I’m going to give you just a brief rundown of the things that may cause you pain when nursing. There are many reasons why you would feel pain while nursing, and a variety of solutions as well. You will find more information on all of these issues at kellymom.com; just do a search on their home page for your specific issue.
- Baby is not latching properly. One of the most common reasons, and it usually occurs at the beginning of the nursing relationship (though it may happen at ANY time during your nursing relationship). The best ‘solution’ is to learn how to properly latch your baby before you ever begin nursing. Of course, this is ideal, but many of you may be suffering now. Start with Dr. Jack Newman’s website. Spend the $30 for his ‘Visual Guide to Breastfeeding’ video. Go to a local La Leche League meeting. Why all of these things? Because seeing other moms latch a baby on is going to help you understand how to get your own baby to latch on correctly.
- Baby is chewing or biting you. THIS is what was causing my pain. Preston got three new teeth in three days. As soon as they started popping thru I started experiencing pain. My oldest NEVER chewed or bit my nipples so I had no idea what was going on. But Preston decided that chewing on my nipple when he was done drinking milk was comforting. Nice. Not really. Our problem was (mostly) solved by changing his position while nursing for just a few nursing sessions. He had also created a teeny-tiny sore near my nipple that was being rubbed more raw by the second. A little lanolin on the area before he nursed was a big help.
- You may have a plugged duct or Mastitis. If you have a plugged duct you may see a ‘milk blister’ on the nipple or it may be further back in the duct where you can’t see it. You may feel a pea-sized lump in your breast. The key is to get rid of it quickly by using heat and massage on the affected area. I have had plugged ducts and have found that massaging the affected area while in the shower and while nursing has been the best remedy. A plugged duct that is not treated can quickly turn into Mastitis. Typical symptoms of Mastitis include a high fever and general achiness, among other flu-like symptoms. For more detailed information on plugged ducts and Mastitis click HERE.

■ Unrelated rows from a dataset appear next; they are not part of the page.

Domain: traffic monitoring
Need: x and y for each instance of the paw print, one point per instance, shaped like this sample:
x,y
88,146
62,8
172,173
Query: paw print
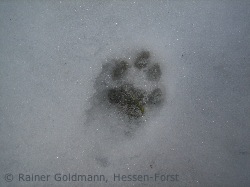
x,y
132,86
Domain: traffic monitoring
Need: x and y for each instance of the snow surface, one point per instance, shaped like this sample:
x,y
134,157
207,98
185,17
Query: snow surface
x,y
51,53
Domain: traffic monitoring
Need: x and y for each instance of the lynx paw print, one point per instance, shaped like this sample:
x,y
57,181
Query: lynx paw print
x,y
132,86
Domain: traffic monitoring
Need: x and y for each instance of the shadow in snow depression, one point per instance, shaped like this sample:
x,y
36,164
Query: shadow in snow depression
x,y
128,92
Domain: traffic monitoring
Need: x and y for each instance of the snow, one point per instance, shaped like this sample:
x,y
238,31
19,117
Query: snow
x,y
51,53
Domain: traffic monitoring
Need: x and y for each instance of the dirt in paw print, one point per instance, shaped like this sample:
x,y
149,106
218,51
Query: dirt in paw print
x,y
128,89
131,99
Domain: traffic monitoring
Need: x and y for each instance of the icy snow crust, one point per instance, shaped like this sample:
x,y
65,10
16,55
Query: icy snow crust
x,y
55,114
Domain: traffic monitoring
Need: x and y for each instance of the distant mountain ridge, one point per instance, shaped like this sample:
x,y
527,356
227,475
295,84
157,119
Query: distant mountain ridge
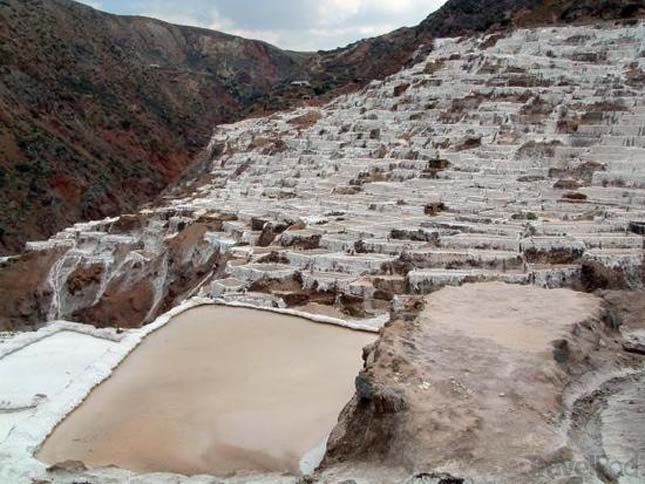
x,y
99,112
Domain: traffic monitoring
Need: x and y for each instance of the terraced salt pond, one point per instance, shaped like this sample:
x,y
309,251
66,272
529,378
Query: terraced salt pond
x,y
216,391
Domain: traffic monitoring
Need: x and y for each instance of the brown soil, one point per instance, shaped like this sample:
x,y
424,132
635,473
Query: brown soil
x,y
483,363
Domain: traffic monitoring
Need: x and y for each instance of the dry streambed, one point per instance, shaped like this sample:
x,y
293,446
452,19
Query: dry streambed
x,y
216,391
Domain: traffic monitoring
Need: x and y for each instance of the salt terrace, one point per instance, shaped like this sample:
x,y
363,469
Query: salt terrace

- Some women have a painful letdown. This is common in the first 12 weeks of nursing, however, it should diminish unless you have an overactive letdown or oversupply. The pain often feels like pins and needles in the nipple area. I experienced this with both of my kids but it didn’t last long and although a bit uncomfortable I wouldn’t have described it as painful.
- It could be a yeast infection called Thrush. If you or your baby have recently been on an antibiotic then the likely cause of your pain is Thrush. BUT, Thrush can strike even if you haven’t taken an antibiotic. There are many reasons you would get Thrush. Please check out kellymom.com for a ton of resources on this topic.
- Tongue-tie or other physiological reasons. A tongue tie occurs when the band of tissue that connects the tongue to the floor of the mouth is too tight. I like THIS site for information on nursing a baby with a tongue-tie. Other physiological reasons would be a recessed chin or a baby with Down’s Syndrome, among others.
- Oftentimes a woman will experience discomfort, even pain, in her breasts during ovulation and/or leading up to when her period starts. I’ve experienced this with almost every cycle. Thankfully mine is just a bit of discomfort and isn’t actually painful. Hormonal changes are what cause this discomfort so this may also happen if you are pregnant and breastfeeding.
- And when you’ve ruled everything else out…It may be that your nipples just need to ‘toughen up.’ Though I haven’t had this experience, I’ve read and heard OVER and OVER to use lanolin religiously when you begin your nursing relationship. Don’t wait until things get bad. Use it to prevent ‘bad.’
Well mamas, there you have it…a (fairly) quick rundown of painful breastfeeding issues. If you try the solutions offered here or on other websites but do not find relief, please see a Lactation Consultant. If you’re not sure where to find one, call or email a local doula (find one at http://www.dona.org) or call your local hospital’s maternity ward.
Breastfeeding can truly be a ‘pain’ at times but it’s ALL WORTH IT! You have the peace of mind that you are giving your baby what is best for them – and I’m not just talking about nutrition. You are also feeding their emotional needs when you choose to breastfeed your baby.